Keskeiset käsitteet
This paper presents a strategy for efficient quantum circuit design for density estimation, based on a quantum-inspired algorithm for density estimation and a circuit optimization routine using memetic algorithms.
Tiivistelmä
The paper proposes a method for implementing density matrix kernel density estimation (DMKDE) in quantum circuits. The key aspects are:
- Representing the training state as a quantum mixed state, rather than a pure state, to better approximate kernel density estimation.
- Using a memetic algorithm to find optimized variational quantum circuit architectures for preparing the states of new samples. This overcomes the scalability issues of previous approaches that relied on arbitrary state preparation algorithms.
- Optimizing a fixed-architecture variational quantum circuit using gradient descent to prepare the training state.
The proposed approach addresses the bottlenecks of previous implementations, enabling a DMKDE implementation on current quantum hardware. Experiments show the memetic algorithm outperforms genetic and gradient-descent approaches in approximating the Gaussian kernel. The DMKDE circuit achieves excellent 2D density estimation results, outperforming the Q-DEMDE method, but faces scalability challenges as the number of qubits increases.
Tilastot
The paper reports the mean squared error of the Gaussian kernel approximation as a function of the number of qubits for quantum feature-mapping a single feature.
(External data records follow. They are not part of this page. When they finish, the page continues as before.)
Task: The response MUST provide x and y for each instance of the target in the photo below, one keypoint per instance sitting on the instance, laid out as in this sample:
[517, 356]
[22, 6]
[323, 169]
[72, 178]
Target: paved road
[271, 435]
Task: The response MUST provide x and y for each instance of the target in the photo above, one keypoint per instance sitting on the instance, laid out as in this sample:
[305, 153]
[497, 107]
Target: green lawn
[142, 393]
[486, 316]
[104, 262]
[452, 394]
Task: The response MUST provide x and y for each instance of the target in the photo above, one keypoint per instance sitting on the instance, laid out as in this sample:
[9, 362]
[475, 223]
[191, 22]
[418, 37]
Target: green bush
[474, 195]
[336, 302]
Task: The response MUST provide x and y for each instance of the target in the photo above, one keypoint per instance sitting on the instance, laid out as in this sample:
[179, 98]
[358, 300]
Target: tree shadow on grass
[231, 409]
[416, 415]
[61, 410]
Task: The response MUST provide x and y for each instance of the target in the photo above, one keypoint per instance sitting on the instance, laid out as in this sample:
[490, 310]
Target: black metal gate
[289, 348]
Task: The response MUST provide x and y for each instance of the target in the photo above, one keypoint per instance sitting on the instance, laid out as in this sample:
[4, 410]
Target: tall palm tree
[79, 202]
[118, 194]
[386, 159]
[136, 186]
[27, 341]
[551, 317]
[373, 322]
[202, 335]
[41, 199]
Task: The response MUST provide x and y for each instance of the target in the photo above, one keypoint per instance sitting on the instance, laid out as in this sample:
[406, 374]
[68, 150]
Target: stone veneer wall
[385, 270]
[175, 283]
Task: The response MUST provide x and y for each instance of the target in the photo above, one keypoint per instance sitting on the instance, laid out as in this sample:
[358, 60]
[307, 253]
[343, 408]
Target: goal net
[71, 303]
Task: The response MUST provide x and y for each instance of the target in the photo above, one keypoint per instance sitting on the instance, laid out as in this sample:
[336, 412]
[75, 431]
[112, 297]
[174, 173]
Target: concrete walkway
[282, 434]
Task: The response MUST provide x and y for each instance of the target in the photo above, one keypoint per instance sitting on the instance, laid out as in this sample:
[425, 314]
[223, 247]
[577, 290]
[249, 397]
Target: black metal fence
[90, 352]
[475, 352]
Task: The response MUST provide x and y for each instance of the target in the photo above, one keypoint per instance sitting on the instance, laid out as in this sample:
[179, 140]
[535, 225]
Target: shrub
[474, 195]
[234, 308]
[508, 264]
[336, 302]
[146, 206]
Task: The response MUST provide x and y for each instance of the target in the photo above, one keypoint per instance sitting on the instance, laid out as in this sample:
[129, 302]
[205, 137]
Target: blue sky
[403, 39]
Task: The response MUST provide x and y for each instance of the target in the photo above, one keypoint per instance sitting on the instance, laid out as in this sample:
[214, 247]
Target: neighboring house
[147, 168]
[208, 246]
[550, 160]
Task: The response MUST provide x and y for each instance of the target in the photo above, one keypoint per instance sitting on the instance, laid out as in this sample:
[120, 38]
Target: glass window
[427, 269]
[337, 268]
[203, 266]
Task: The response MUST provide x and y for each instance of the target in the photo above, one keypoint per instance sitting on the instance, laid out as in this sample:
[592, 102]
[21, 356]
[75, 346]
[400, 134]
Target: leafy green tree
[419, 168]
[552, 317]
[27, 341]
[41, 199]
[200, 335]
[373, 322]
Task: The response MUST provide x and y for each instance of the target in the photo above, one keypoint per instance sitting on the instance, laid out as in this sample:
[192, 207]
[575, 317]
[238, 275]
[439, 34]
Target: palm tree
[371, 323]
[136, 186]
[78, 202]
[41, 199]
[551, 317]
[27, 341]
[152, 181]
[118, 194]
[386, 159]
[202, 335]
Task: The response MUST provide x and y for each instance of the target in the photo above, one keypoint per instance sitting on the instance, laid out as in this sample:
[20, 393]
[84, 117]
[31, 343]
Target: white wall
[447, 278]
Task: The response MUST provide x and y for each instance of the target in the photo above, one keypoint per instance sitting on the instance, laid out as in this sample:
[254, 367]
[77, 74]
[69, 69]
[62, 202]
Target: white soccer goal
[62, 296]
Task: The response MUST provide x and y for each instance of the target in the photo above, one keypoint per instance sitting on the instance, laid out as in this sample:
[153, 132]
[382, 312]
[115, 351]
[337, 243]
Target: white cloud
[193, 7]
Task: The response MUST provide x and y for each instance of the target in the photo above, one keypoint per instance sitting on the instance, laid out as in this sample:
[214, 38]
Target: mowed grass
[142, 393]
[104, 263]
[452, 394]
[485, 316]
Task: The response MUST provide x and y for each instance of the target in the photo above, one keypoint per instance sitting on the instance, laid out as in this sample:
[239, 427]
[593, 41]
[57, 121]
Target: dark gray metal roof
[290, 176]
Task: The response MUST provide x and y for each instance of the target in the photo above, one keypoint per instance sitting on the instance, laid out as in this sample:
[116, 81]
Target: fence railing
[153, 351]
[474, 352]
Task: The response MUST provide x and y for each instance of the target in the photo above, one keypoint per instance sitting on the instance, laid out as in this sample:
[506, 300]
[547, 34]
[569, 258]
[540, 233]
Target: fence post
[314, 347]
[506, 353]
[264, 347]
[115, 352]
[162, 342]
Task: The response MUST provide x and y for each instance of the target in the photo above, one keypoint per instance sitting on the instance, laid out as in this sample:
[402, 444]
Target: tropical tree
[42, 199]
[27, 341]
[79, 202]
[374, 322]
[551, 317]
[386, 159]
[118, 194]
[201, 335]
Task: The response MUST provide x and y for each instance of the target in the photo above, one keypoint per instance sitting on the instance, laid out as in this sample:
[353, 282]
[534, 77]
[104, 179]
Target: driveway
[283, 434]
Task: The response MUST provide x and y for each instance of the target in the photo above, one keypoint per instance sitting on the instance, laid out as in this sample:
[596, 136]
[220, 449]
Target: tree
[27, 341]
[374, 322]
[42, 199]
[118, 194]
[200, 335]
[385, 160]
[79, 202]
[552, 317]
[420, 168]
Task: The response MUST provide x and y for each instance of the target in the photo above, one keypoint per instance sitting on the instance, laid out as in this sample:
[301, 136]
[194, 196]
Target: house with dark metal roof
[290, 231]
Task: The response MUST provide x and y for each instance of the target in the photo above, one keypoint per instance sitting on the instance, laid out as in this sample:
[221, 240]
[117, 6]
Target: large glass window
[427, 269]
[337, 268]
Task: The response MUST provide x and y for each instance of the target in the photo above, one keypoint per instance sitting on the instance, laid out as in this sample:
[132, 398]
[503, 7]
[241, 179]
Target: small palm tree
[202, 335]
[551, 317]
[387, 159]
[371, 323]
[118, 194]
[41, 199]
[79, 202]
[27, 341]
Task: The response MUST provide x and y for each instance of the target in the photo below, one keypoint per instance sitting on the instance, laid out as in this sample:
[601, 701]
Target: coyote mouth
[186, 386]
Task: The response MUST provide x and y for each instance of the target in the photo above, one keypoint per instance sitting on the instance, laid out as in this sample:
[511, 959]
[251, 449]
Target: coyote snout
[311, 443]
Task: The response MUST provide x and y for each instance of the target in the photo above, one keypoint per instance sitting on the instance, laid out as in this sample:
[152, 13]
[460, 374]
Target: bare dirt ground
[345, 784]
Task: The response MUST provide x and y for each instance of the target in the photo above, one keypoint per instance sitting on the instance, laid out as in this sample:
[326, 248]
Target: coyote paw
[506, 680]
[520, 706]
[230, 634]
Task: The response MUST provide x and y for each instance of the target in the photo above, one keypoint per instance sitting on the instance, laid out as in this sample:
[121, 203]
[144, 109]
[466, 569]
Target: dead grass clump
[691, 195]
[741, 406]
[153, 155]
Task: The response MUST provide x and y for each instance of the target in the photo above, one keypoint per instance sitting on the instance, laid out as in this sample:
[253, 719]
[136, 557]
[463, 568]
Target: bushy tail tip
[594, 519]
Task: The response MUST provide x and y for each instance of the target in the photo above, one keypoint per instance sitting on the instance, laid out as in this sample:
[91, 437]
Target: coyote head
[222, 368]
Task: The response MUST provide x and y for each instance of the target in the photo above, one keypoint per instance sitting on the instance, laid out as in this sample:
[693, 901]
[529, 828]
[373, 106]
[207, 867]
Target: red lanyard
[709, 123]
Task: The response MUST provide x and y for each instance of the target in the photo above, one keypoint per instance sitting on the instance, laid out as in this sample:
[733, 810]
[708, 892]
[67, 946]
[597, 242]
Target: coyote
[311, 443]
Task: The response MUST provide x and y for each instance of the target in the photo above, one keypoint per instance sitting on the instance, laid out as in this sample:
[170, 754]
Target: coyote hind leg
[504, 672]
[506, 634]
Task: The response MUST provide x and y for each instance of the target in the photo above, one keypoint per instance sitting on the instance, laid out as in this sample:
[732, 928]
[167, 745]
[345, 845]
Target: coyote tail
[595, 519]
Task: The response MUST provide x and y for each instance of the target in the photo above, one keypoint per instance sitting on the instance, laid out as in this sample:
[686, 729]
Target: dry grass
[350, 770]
The paper also provides a gate count comparison between the best circuits achieved by each of the QFM optimization methods.
Lainaukset
"To overcome the scalability problems identified in Ref. [27], firstly, we propose using a memetic algorithm [28]–which combines variational quantum circuit architecture search using a genetic algorithm [29] with the optimisation of the variational quantum circuit parameters through regular stochastic gradient descent [30]–to find a unique unitary that approximately prepares the state of any new sample."
"Secondly, we propose a method to find–in a variational way–the unitary that prepares the training state by means of the optimisation of a variational quantum circuit [31] with a hardware efficient ansatz [32] (HEA)."